Official
A - God Sequence Editorial by evima
If \(A \geq B\), we can make a god sequence as follows:
- let \(E_1 = 1, E_2 = 2, \cdots, E_A = A\);
- let \(E_{A + 1} = -1, E_{A + 2} = -2, \cdots, E_{A + B - 1} = -(B - 1)\);
- then, let \(E_{A + B} = - \sum_{i=B}^{A} E_i = -\sum_{i = B}^{A} i = -\left(B + (B + 1) + ... + (A - 1) + A\right) \leq -B\).

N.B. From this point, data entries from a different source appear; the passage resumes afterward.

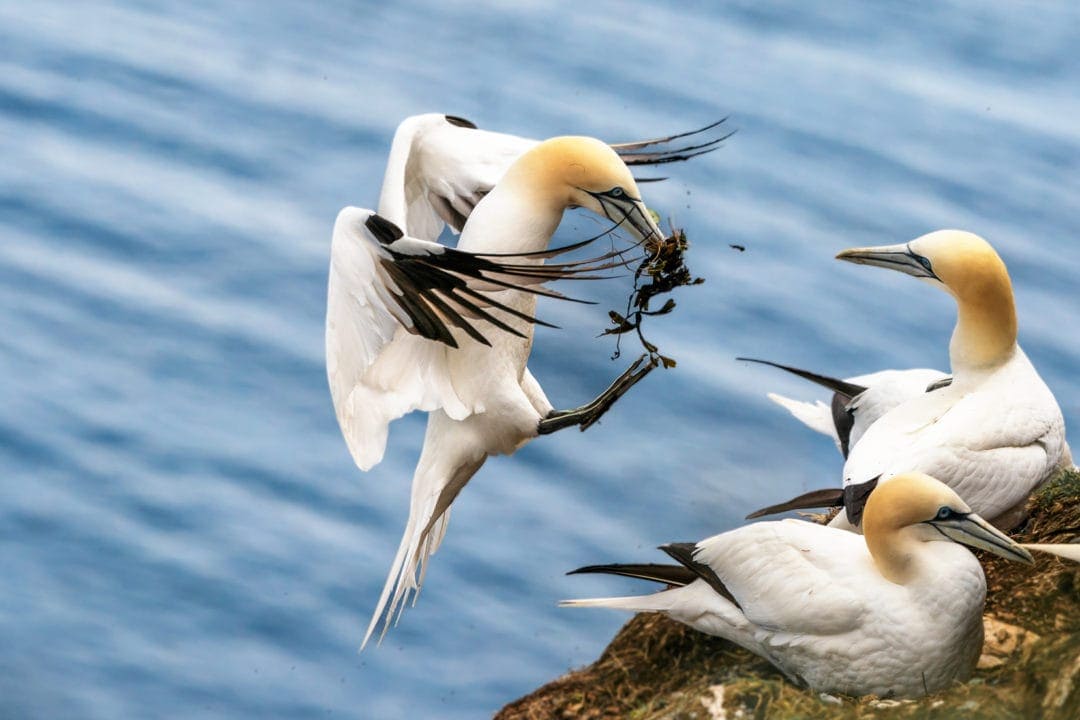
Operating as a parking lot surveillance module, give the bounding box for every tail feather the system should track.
[566,562,698,587]
[360,410,487,650]
[766,393,840,445]
[558,590,675,612]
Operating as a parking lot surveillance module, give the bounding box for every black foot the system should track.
[537,355,657,435]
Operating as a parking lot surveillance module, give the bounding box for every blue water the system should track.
[0,0,1080,719]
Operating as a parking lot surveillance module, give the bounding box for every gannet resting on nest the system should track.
[326,137,686,644]
[379,112,731,240]
[561,473,1031,697]
[755,230,1072,529]
[735,357,951,458]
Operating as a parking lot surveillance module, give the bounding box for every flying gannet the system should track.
[379,112,731,240]
[561,473,1031,697]
[751,230,1071,529]
[326,137,686,644]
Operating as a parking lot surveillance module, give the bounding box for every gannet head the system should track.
[500,136,663,241]
[836,230,1016,370]
[863,473,1031,584]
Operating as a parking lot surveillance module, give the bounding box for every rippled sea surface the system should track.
[0,0,1080,719]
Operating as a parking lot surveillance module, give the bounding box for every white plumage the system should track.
[835,230,1071,529]
[755,230,1071,529]
[326,116,723,644]
[563,474,1031,697]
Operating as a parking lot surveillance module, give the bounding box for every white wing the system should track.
[379,112,730,240]
[379,113,537,240]
[326,207,616,470]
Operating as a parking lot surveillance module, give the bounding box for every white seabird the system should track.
[561,473,1031,697]
[379,112,731,240]
[326,137,682,644]
[751,230,1072,529]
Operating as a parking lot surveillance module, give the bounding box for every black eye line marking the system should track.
[906,243,940,280]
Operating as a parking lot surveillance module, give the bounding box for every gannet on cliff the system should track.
[561,473,1031,697]
[751,230,1071,529]
[326,137,662,644]
[379,112,731,240]
[735,357,951,458]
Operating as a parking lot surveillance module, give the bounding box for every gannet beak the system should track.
[927,513,1034,565]
[836,243,941,280]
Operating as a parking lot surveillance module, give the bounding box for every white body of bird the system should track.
[834,230,1071,529]
[563,474,1031,697]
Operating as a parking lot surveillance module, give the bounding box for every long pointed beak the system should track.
[836,243,937,280]
[930,513,1034,565]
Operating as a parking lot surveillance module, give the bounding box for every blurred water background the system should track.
[0,0,1080,719]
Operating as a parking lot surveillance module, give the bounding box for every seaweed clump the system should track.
[600,227,705,368]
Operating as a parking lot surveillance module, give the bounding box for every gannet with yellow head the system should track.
[326,137,682,644]
[378,112,731,241]
[562,473,1031,697]
[747,230,1071,529]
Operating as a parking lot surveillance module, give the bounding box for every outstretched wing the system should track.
[379,113,731,241]
[326,207,622,470]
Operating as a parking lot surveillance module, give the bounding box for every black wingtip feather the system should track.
[746,488,843,520]
[443,116,480,130]
[364,213,405,245]
[735,357,866,402]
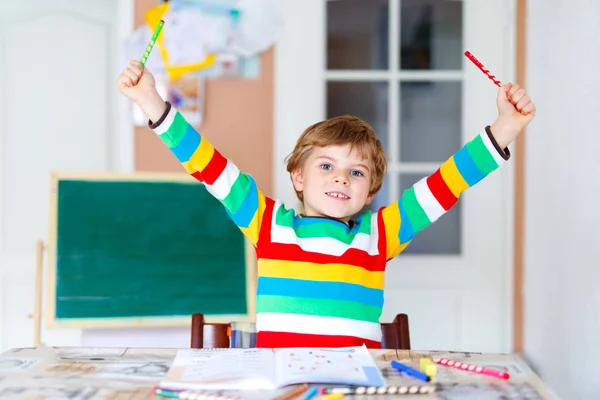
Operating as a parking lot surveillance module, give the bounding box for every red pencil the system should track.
[465,51,502,87]
[433,358,510,379]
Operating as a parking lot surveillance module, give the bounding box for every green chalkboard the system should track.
[49,174,254,327]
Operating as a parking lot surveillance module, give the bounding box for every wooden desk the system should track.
[0,347,551,400]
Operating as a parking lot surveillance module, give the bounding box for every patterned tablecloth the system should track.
[0,347,553,400]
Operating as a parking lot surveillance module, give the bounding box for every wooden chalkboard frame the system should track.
[44,171,257,329]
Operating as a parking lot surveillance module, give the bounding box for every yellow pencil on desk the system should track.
[319,393,344,400]
[419,357,437,378]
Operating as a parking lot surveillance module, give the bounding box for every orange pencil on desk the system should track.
[433,358,510,379]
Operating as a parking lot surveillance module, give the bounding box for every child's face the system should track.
[292,144,374,221]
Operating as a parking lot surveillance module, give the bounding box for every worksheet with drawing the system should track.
[161,346,384,390]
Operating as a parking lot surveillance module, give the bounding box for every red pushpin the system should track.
[465,51,502,87]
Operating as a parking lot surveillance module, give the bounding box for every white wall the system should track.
[524,0,600,399]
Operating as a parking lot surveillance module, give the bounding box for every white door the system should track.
[275,0,514,351]
[0,0,133,351]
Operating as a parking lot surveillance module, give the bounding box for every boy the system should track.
[118,61,535,348]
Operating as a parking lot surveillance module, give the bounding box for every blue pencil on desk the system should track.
[392,360,431,382]
[298,387,319,400]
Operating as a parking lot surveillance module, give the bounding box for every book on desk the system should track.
[160,346,385,390]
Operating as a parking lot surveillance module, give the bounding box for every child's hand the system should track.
[490,83,536,149]
[117,61,166,121]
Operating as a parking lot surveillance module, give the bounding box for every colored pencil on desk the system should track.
[319,393,344,400]
[275,383,308,400]
[298,387,319,400]
[392,360,431,382]
[433,358,510,379]
[320,385,436,396]
[152,386,243,400]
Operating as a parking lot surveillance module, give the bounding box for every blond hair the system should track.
[286,115,387,201]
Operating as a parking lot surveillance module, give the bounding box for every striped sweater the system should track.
[150,103,510,348]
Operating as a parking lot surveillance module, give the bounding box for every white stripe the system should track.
[479,132,506,166]
[256,313,381,342]
[413,177,446,222]
[206,160,240,200]
[371,212,379,247]
[271,202,379,256]
[154,106,177,136]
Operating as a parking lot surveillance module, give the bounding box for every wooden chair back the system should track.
[191,314,410,350]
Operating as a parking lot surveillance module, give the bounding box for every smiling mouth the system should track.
[325,192,350,200]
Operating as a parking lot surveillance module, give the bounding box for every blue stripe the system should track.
[396,200,415,244]
[171,125,200,162]
[454,146,485,186]
[225,175,258,228]
[257,276,383,307]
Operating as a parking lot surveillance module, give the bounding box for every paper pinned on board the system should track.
[163,8,232,66]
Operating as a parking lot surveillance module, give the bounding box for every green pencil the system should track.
[140,19,165,67]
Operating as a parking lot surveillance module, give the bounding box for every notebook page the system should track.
[161,349,275,390]
[275,346,384,387]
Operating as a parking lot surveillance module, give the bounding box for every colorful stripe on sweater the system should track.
[151,105,509,348]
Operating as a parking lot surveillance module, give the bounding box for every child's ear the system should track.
[291,168,304,192]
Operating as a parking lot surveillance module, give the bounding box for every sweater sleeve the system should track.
[149,102,273,247]
[379,126,510,260]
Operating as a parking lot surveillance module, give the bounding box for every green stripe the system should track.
[275,207,371,244]
[223,173,250,214]
[275,204,294,229]
[402,187,431,233]
[256,295,381,323]
[466,135,498,175]
[159,111,189,149]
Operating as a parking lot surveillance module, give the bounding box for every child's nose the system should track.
[333,175,350,185]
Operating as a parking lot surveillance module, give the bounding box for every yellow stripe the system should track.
[258,258,384,289]
[381,203,400,260]
[381,203,410,260]
[189,138,215,172]
[181,161,198,175]
[240,191,267,246]
[440,156,469,197]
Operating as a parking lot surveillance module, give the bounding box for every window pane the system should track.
[399,82,462,162]
[400,0,463,69]
[328,0,389,69]
[327,82,389,154]
[399,173,461,255]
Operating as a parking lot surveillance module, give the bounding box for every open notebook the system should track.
[160,346,385,390]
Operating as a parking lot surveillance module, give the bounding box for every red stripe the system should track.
[192,171,204,182]
[202,149,227,185]
[256,331,381,349]
[377,207,388,268]
[260,243,385,271]
[256,196,275,253]
[427,169,458,211]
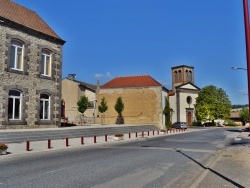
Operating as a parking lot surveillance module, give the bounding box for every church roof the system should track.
[0,0,62,43]
[101,75,168,90]
[176,82,200,90]
[64,78,97,91]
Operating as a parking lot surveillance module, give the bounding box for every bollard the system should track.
[81,136,84,145]
[105,135,108,142]
[48,139,51,149]
[66,138,69,147]
[26,141,30,151]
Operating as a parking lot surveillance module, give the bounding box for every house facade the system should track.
[169,65,200,126]
[0,0,65,129]
[62,74,96,125]
[97,75,168,128]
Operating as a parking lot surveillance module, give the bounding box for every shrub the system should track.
[224,119,238,127]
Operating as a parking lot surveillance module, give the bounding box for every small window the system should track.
[10,40,24,71]
[8,90,22,120]
[41,50,51,77]
[40,94,50,120]
[88,101,95,109]
[187,96,192,105]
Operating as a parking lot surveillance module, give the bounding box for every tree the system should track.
[163,98,171,128]
[77,96,89,125]
[195,85,231,121]
[239,108,249,123]
[98,97,108,124]
[115,97,124,124]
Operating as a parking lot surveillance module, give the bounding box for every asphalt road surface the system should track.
[0,128,243,188]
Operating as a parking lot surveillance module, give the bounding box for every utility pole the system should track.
[243,0,250,125]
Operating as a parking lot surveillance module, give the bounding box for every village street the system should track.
[0,128,250,188]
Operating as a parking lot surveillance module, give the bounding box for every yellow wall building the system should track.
[97,75,168,128]
[62,74,96,124]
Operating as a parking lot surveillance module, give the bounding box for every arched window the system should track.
[178,70,182,82]
[186,70,189,82]
[8,90,22,120]
[189,71,193,82]
[40,94,50,120]
[10,40,24,71]
[41,49,51,77]
[174,71,178,82]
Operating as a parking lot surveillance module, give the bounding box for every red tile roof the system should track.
[0,0,61,39]
[101,75,167,89]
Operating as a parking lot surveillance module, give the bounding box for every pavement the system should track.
[0,125,200,160]
[0,126,250,188]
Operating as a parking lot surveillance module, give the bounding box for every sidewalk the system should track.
[191,132,250,188]
[0,129,193,159]
[0,126,250,159]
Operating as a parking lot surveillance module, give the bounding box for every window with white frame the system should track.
[8,90,22,120]
[40,94,50,120]
[10,40,24,71]
[41,49,51,76]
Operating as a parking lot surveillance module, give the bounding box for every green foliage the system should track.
[163,99,171,128]
[232,104,248,109]
[77,96,89,114]
[115,97,124,114]
[98,97,108,113]
[239,108,249,122]
[195,85,231,121]
[115,97,124,124]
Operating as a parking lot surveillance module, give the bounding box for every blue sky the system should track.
[13,0,248,104]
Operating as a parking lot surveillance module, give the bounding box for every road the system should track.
[0,128,246,188]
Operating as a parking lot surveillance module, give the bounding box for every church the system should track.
[168,65,200,126]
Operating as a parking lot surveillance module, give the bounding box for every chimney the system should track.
[68,74,76,80]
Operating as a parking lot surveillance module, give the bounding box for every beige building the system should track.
[97,75,168,128]
[169,65,200,125]
[62,74,96,125]
[0,0,65,129]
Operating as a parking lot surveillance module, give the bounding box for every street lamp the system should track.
[243,0,250,126]
[231,67,247,70]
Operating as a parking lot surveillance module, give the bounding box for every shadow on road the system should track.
[174,148,244,188]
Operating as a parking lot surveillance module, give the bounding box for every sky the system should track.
[12,0,248,104]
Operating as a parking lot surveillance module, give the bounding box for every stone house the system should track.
[97,75,168,128]
[0,0,65,129]
[169,65,200,125]
[62,74,96,124]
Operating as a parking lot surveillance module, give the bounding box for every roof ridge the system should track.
[117,74,151,78]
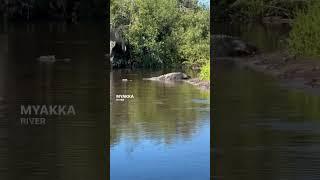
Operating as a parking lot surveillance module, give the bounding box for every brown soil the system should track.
[221,51,320,89]
[184,78,210,91]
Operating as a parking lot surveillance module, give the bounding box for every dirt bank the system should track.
[184,78,210,91]
[220,51,320,92]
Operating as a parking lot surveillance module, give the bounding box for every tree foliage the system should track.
[289,1,320,57]
[111,0,210,70]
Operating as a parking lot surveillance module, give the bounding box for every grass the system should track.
[199,63,210,81]
[289,1,320,57]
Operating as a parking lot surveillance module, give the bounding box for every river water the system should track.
[0,22,109,180]
[212,22,320,180]
[110,69,210,180]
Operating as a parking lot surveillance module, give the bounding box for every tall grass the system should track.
[289,1,320,57]
[199,63,210,81]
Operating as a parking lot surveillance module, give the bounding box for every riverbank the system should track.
[184,78,210,91]
[221,51,320,92]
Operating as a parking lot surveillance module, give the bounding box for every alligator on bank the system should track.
[110,33,258,67]
[143,72,190,81]
[211,34,258,57]
[143,72,210,91]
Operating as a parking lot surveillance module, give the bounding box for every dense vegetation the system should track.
[111,0,210,78]
[289,1,320,57]
[213,0,320,57]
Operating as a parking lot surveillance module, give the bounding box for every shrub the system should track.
[289,1,320,56]
[199,63,210,81]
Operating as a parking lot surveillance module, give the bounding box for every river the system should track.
[110,69,210,180]
[0,22,109,180]
[212,24,320,180]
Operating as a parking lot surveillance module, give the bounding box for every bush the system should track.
[199,63,210,81]
[289,1,320,56]
[111,0,210,67]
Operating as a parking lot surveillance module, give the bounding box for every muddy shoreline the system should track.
[184,78,210,91]
[217,51,320,95]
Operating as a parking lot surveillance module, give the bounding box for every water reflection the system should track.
[213,49,320,180]
[110,70,210,180]
[0,23,107,180]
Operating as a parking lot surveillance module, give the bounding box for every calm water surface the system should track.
[110,70,210,180]
[0,23,108,180]
[213,25,320,180]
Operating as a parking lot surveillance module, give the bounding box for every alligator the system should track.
[211,34,258,57]
[110,33,258,67]
[143,72,190,81]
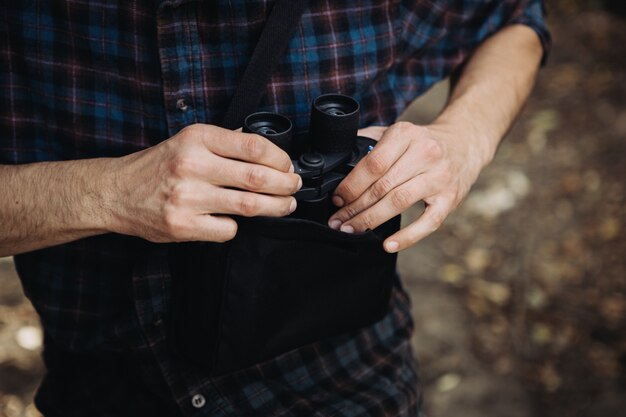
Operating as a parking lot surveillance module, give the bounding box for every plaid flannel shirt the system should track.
[0,0,549,416]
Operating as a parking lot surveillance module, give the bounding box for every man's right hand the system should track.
[106,124,302,242]
[0,124,301,256]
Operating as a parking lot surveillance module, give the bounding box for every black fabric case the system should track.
[170,216,400,375]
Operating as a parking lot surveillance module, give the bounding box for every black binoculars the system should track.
[243,94,376,223]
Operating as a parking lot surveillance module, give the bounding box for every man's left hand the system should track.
[329,118,486,252]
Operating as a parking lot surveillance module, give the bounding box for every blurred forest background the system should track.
[0,0,626,417]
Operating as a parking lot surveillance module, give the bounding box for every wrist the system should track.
[83,158,123,233]
[429,108,502,170]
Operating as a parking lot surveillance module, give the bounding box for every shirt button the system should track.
[191,394,206,408]
[176,98,189,112]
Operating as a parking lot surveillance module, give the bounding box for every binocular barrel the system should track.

if \(A < B\), we can make a god sequence as follows:
- let \(E_1 = 1, E_2 = 2, \cdots, E_{A - 1} = (A - 1)\);
- let \(E_{A + 1} = -1, E_{A + 2} = -2, \cdots, E_{A + B - 1} = -(B - 1)\);
- then, set \(E_{A}\) so that the sum of the sequence is \(0\) (\(E_{A}\) will be at least \(A\)).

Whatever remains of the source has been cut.